The United Nations World Health Organisation (WHO) has been severely criticised for their response to West Africa’s deadly Ebola outbreak, which has been deemed inadequate in a report released Tuesday July 7, 2015. The Report of the Ebola Interim Assessment Panel, which was created by the UN-appointed independent panel of experts said that the WHO was too slow in declaring a global public health emergency which was given on August 8, 2014.

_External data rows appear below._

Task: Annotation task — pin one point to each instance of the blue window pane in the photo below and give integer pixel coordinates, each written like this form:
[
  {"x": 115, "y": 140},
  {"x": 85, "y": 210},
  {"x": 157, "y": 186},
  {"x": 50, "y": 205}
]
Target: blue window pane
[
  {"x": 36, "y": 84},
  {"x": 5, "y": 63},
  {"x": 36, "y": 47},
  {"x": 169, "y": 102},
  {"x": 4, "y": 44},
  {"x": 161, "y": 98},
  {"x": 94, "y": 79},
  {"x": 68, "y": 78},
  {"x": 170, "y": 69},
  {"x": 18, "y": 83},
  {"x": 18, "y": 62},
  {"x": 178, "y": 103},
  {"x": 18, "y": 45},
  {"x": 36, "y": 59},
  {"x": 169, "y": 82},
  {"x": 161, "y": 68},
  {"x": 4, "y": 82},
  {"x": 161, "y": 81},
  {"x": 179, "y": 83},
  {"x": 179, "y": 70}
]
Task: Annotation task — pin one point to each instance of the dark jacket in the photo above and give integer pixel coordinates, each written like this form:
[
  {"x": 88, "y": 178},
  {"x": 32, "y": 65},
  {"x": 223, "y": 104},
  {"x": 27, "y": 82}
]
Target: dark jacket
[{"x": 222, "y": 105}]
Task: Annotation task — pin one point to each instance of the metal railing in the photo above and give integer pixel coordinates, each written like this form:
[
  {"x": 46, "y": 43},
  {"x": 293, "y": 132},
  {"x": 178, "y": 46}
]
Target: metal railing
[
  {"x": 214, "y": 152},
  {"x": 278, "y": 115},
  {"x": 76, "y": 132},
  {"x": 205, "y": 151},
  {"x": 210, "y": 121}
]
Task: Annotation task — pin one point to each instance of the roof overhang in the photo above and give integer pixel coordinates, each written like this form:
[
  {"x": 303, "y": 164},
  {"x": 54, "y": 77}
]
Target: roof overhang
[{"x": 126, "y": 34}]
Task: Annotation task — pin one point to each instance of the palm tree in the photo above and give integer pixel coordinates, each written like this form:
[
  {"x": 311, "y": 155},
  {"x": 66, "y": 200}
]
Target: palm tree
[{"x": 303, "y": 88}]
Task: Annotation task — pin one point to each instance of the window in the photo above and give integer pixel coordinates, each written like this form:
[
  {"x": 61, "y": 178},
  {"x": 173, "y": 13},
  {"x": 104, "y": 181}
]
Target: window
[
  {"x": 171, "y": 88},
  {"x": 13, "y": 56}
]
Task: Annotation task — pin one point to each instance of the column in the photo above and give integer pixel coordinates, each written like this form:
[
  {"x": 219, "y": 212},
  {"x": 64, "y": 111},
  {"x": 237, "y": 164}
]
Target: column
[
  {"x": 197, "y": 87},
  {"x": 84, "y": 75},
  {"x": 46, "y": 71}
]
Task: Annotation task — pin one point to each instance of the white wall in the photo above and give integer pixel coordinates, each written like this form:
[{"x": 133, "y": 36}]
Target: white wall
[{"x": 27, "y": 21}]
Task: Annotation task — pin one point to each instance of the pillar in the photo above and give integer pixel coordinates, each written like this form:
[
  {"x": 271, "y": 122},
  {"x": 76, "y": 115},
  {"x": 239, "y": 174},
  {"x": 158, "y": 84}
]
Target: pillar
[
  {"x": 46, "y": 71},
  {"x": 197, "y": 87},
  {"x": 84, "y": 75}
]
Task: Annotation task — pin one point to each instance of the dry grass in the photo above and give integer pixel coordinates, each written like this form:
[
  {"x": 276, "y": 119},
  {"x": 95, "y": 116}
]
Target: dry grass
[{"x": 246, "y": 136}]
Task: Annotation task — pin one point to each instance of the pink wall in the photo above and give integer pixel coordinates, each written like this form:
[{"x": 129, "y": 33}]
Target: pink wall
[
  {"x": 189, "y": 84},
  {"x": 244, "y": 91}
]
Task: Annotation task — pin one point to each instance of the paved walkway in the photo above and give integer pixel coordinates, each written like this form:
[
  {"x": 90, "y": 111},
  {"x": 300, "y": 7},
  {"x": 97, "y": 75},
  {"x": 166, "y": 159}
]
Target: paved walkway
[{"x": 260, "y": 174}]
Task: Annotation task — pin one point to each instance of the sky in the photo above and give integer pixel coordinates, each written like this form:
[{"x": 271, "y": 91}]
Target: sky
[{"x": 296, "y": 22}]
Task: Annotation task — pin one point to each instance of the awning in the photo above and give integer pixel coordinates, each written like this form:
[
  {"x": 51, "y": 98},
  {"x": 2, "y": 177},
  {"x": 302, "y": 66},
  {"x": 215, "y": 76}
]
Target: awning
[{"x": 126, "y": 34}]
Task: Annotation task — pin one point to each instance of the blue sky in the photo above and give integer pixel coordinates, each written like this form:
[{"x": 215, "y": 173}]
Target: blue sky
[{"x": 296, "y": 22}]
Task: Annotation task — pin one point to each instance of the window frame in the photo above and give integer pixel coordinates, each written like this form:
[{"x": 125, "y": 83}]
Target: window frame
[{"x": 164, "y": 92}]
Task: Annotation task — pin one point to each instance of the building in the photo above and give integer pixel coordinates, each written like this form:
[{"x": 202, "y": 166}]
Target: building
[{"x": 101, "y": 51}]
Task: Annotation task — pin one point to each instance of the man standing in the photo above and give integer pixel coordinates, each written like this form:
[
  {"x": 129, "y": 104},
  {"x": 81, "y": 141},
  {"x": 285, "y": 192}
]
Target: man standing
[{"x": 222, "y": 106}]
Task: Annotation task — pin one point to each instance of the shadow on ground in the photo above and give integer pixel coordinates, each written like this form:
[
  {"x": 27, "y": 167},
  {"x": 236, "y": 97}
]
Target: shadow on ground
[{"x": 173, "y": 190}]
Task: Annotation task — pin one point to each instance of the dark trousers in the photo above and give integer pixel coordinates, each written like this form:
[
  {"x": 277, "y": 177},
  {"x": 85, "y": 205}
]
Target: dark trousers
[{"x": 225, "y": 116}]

The Report stated that “the Panel firmly believes that this is a defining moment not only for WHO and the global health emergency response but also for the governance of the entire global health system.”
“The challenges raised in this report are critical to the delivery of the proposed Sustainable Development Goals, especially Goal 3: Ensure healthy lives and promote well-being for all age.”
The conclusion for the first category the panel examined was that “the Ebola crisis not only exposed organizational failings in the functioning of WHO, but it also demonstrated shortcomings in the International Health Regulations (2005).”
“If the world is to successfully manage the health threats, especially infectious diseases that can affect us all, then the Regulations need to be strengthened,” the panel said. “Had the recommendations for revision made in 2011 by the Review Committee in relation to Pandemic (H1N1) 2009 been implemented, the global community would have been in a far better position to face the Ebola crisis.”
“The world simply cannot afford another period of inaction until the next health crisis.”